# Any to do's for first time reel mowing



## Jay20nj (Jul 25, 2018)

So i picked up a greensmaster 1000 and am going to start reel mowing this spring. I have a typical kbg, fescue, rye northern mix which I eventually will reno once i get a hang of reel mowing this year. I plan to dethatch and apply a pre m this spring and then just go for it and reel mow. Is there anything else I should do to prepare or any advice for first time reel mowing. Plan to go about 3/4 inch.


----------



## SNOWBOB11 (Aug 31, 2017)

Just go for it. Keep it properly watered and you will be fine. It's good your starting in the spring. I did that last year and there was no shock to the lawn as I started as the grass was coming out of dormancy.


----------



## saidtheblueknight (Jul 10, 2019)

First thing, I wouldn't go that low right off the bat...even if it's coming out of dormancy. I assume you've been cutting it with a rotary mower at a much higher height than 3/4" up until now, so you want to reduce the HOC slowly.


----------



## Harts (May 14, 2018)

My advice would be to go low right away. It's going to look rough for a few weeks but once the grass gets used to the low HOC it will turn around. Whether you reduce the HOC slowly or right away, the grass is still going to go into shock.

Throughout the season, take note of any low spots and make plans to level in August.

Enjoy it! There's a learning curve for sure, but you'll never have more fun!


----------



## ISU (May 8, 2019)

Congrats on the Greensmaster. I second going short right away....get ready to be addicted. There is really nothing to prepare for, just go for it and enjoy the journey.

Good luck!


----------



## MNLawnGuy1980 (May 10, 2019)

I would say make sure you keep it sharp and cutting paper all the way across. When I first got one it wasn't sharp enough and it made a huge difference once I back lapped it to where it was cutting paper.


----------



## sheiraas (Jun 6, 2019)

I did my first reno last fall and ended the season at about 3/4 inch. When I did this I invested in a swardman reel mower. It is very addicting and you will have a blast. I have mostly KBG with some PRG. I never let it get above an inch. I would say start at an inch or so right away and see how that goes. You most likely are not going to have a level enough lawn to go much shorter without some major scalping. For everyone reading this can you do some light leveling in the spring with a sandy loam topsoil? Also should he invest in some Plant Growth Regulator? Would you recommend this for a new lawn the first season after a full renovation?


----------



## MNReel (Jul 18, 2018)

@Jay20nj I'm in the same boat as you. I've been told go as low as possible on the first couple mows then raise it up. Unfortunately I tried to start reel mowing last fall and found out that going low with any undulations you can end up scalping the heck out of your lawn. I'm planning on getting 5 yards of compost, leaf loam, and sand mix this fall and level it.
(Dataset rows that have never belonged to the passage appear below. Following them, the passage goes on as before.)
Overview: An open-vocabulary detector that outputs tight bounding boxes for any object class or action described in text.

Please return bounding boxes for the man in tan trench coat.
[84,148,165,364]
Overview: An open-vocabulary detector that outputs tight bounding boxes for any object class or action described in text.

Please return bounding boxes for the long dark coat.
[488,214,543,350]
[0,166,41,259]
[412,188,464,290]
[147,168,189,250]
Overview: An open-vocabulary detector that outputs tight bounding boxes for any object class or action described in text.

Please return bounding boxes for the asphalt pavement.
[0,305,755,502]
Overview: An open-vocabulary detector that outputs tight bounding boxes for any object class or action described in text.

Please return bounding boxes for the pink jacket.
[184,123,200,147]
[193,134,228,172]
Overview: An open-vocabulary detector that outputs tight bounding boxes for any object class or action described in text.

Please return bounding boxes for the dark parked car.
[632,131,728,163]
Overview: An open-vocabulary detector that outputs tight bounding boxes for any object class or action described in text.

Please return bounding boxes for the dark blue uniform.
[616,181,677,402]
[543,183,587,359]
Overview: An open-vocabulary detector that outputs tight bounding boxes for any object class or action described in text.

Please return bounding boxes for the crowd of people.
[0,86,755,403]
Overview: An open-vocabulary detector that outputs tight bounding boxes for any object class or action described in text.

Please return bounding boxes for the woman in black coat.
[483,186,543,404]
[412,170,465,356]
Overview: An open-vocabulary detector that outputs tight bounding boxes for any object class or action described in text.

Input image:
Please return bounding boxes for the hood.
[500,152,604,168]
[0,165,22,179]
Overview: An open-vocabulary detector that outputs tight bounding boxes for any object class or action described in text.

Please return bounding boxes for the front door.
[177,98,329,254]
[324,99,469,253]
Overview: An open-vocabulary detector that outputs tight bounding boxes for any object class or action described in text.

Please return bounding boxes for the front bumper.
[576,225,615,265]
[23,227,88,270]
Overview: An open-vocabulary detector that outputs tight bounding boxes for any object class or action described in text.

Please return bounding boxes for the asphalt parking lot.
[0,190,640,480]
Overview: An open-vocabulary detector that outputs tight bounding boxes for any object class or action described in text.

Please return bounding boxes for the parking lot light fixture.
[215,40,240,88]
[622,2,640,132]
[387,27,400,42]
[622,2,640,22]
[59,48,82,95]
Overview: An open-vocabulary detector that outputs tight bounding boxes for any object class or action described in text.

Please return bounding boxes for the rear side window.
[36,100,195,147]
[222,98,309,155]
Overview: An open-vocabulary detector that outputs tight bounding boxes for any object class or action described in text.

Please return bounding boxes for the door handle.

I would do it in the spring but we usually get drenched in the spring here in Minnesota. Then look for having that 1/2-3/4" HOC next year.


----------



## Brent_K (Jul 26, 2019)

Sorry to hijack but one quick question about first time mowing with a reel mower, or first time mowing for the year. Does anyone recommend doing a power rake in the spring to get rid of any debris and dead grass? I am considering scalping, power raking and following it up with an app of Tenacity or an ethofumesate to keep any weeds from coming in. Any thoughts?


----------



## Chris LI (Oct 26, 2018)

Brent_K said:


> Does anyone recommend doing a power rake in the spring to get rid of any debris and dead grass? I am considering scalping, power raking and following it up with an app of Tenacity or an ethofumesate to keep any weeds from coming in. Any thoughts?


I would not recommend power raking in the spring, unless your lawn is already thick. If it's thin, it can be overrun with weeds, even with PreM. If it's thick, go ahead and power rake, but I wouldn't be to aggressive with the depth setting. If you have the ability to rake with a metal leaf rake (fan rake) or Groundskeeper II rake, that would be a safer option, if the area isn't too large. I learned the hard way one spring several years back, when I aggressively dethatched, scalped and seeded. I hadn't discovered Tenacity yet, so that might have saved me, but I'm gun shy of ever trying that again in the spring.


----------



## Thenenk (Sep 14, 2018)

Agree with Chris above^ if your yard isn't too big use a rake and make some passes. You can remove some excess material without doing too much damage since the grass is coming out of dormancy. I'd only power rake if the grass is full on growing.


----------



## HoosierLawnGnome (Sep 28, 2017)

Yes, dethatch if you need to, rake up sticks and debris, and get it going. Make sure the reel is in tip top shape. Much better to do it all now and maintain all season than fix something when your turf needs mowed every other day mid April. Once you get behind it's hard to catch up with a reel.


----------